Thursday, October 23, 2014

The advantages of working with a community development arm


Particpant at the opening match of the Macambini Sports ground - paid for in whole by Tongaat Huletts and Simamisa
Something I have come to really enjoy and appreciate with one of my clients is the level of charity work that I have automatically come to be involved in. By nature I am lazy. It’s not something that I like to admit, but I don’t seem to be able to have enough energy to do the things that I know I need to do. So, having a client that forces me to be out in the community is fantastic. The client in question is the Community and Rural Development Unit at Tongaat Huletts. The unit is under the steerage of Nkonzo Mhlongo (a remarkable and tireless woman who never seems to sleep). I mentioned her in a post that had it’s genesis photographing her in early 2013. At any rate, thanks to Nkonzo and her team I have found myself up and down the length of Kwazulu-Natal photographing rural schools, HIV clinics, paediatric wards and rural farmers associations.

Learner at Bhekeshowe during the KZN Rally to Read.



The cynic would point out that I get paid to do these photo shoots. There’s more to it than a pay check though - I need to feed, clothe and school my children after all. There’s a reward involved in photographing community members and actually being part of a team that is trying to help that goes beyond any material reward for the work done.

There is also the eye-opening aspect to the work. Photographing ‘wellness-days’ at the paediatric HIV clinic at Ndwedwe over the last two years has been emotionally draining. The images I capture are not meant to show the destruction and devastation of the ravaging disease. Rather, they are supposed to show hope and the ability of children to overcome. There are images of smiling children, some very sick, children with a light in their eyes. The sadness is not in the children, but in the adults that burdened the youth with their troubles. So I find it difficult sometimes to create images that the client needs to promote their charity work in a positive light.


Learner at the Ethel Mthiyane School for children with special needs. The building in the background was built on funds provided by the Chairman of Tongaat Hulett Sugar, Steven Saunders
Painting the paediatric ward at Catherine Booth Hospital (my assistant, Claire is second from right painting the blue bird)

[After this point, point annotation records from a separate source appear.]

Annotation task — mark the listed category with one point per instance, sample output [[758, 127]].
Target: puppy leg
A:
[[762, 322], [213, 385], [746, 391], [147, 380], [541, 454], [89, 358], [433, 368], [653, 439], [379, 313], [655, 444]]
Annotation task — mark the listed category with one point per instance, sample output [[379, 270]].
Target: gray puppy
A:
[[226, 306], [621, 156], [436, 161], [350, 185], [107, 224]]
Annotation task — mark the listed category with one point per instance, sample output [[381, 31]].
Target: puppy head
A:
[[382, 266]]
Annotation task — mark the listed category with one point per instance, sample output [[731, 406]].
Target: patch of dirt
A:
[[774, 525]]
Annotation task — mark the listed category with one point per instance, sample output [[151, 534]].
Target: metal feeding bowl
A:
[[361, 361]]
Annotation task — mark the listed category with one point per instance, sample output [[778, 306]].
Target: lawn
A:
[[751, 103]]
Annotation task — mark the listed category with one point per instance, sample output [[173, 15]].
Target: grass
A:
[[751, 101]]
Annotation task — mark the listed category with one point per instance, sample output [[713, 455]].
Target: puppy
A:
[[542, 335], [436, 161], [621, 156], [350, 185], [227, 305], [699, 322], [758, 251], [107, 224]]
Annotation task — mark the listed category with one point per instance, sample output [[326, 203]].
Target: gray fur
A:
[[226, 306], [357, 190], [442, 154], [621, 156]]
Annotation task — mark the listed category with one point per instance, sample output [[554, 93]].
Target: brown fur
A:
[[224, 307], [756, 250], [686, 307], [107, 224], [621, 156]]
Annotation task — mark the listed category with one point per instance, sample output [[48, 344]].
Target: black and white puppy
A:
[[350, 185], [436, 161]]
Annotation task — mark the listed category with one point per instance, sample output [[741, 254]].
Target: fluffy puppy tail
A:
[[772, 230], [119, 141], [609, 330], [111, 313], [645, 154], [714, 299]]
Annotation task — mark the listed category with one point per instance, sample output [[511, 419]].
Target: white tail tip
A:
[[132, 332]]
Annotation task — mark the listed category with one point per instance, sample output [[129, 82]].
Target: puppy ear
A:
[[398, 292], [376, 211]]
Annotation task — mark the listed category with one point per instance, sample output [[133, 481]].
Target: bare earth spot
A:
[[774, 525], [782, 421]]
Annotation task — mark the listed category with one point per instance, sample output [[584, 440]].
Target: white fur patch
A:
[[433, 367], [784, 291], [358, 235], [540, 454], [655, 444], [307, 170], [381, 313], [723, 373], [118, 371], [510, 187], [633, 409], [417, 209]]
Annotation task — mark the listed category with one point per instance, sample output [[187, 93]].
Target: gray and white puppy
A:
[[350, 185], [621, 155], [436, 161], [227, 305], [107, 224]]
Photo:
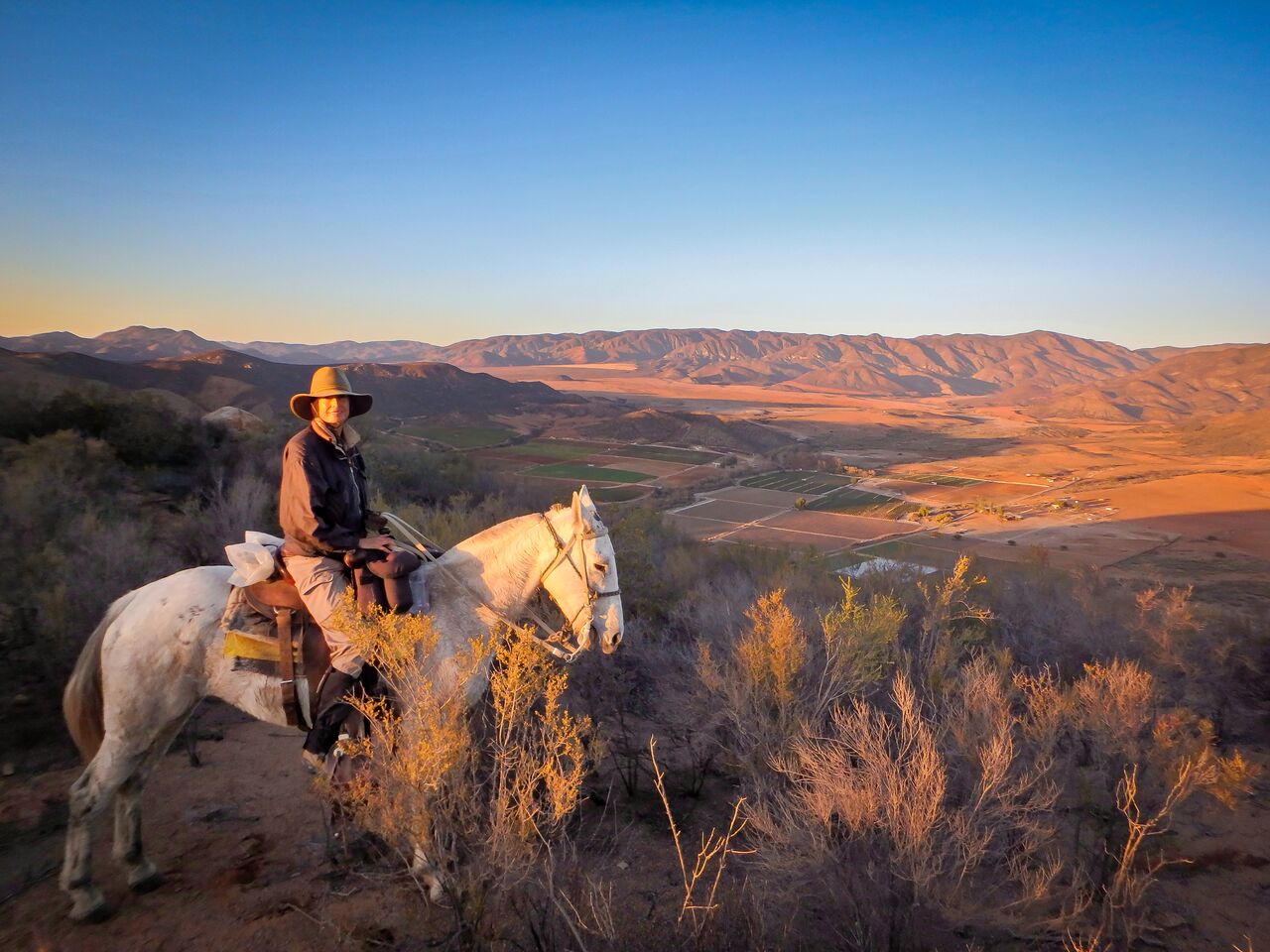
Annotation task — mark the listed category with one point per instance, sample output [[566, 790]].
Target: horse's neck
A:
[[500, 566]]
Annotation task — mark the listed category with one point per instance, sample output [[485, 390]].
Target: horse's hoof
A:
[[96, 911], [148, 881]]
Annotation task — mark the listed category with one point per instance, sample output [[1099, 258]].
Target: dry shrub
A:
[[952, 624], [1111, 707], [485, 794], [898, 809], [778, 682], [707, 866]]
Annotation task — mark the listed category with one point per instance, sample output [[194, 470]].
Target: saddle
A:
[[298, 645], [303, 653]]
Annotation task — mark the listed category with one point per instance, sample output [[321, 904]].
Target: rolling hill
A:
[[1201, 382]]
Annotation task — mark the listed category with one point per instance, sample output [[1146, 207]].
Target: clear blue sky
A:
[[309, 172]]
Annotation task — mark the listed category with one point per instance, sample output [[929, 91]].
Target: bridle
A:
[[554, 642], [564, 553]]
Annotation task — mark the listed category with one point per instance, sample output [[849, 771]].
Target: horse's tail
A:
[[81, 699]]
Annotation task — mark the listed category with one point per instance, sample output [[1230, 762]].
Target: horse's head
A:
[[583, 578]]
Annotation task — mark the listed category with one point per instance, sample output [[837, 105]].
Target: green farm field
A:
[[584, 471], [554, 449], [799, 481], [937, 479], [458, 436], [617, 494], [667, 453], [860, 502]]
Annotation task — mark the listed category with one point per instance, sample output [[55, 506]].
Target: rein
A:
[[554, 642]]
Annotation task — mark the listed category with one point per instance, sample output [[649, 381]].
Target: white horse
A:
[[159, 651]]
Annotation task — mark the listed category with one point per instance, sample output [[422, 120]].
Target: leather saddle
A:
[[303, 653], [304, 656]]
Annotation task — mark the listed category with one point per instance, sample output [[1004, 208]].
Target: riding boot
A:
[[331, 710]]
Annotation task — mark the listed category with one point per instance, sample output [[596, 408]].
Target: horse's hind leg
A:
[[143, 874]]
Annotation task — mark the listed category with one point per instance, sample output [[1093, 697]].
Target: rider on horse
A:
[[322, 511]]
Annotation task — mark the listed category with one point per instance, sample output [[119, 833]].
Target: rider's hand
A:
[[385, 543]]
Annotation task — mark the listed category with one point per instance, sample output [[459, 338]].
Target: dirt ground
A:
[[240, 841]]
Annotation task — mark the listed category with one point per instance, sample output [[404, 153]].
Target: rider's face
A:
[[331, 411]]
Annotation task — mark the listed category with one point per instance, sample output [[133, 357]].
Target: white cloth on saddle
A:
[[253, 557]]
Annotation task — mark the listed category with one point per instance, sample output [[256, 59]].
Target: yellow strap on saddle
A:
[[240, 644]]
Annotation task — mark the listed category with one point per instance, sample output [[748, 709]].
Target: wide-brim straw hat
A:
[[329, 381]]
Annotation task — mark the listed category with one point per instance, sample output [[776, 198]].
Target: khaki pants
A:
[[321, 585]]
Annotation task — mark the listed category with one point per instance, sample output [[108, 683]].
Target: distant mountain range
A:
[[221, 377], [1057, 375]]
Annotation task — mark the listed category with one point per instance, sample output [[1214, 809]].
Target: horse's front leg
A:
[[144, 875], [89, 796]]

Other times it’s easier, like when I joined the CRD unit and Simamisa to paint the paediatric ward at Catherine Booth Hospital (servicing a deep rural area), or when I took part in Mandela Day along with the CRDU at a school in Zululand to paint the school buildings. On occasions like these I actually get to put the camera down and take part. During other events, like the KZN Rally to Read, just being there is uplifting. Then there are the sports days in several rural areas where the client has poured literally millions of Rands into sports development within the communities (Tongaat Huletts community upliftment, education and health budget is astounding)


Learners at the opening of the Nkosazana Primary School near Empangeni

Children peering into the officials tent at the Mandela Day celebrations at Ofasimba School in 2013


Nhlanhla Ntuli addressing students at the Nkosibomvu High school careers day in 2014
The bottom line is that working with this particular client means that my job is not just a job. Yes, I happen love what I do in the first place. Its just that every now and again there's the added perk of being involved in something that is not only meaningful, but is actually not entirely involved int he self-absorbed world of commercial photography.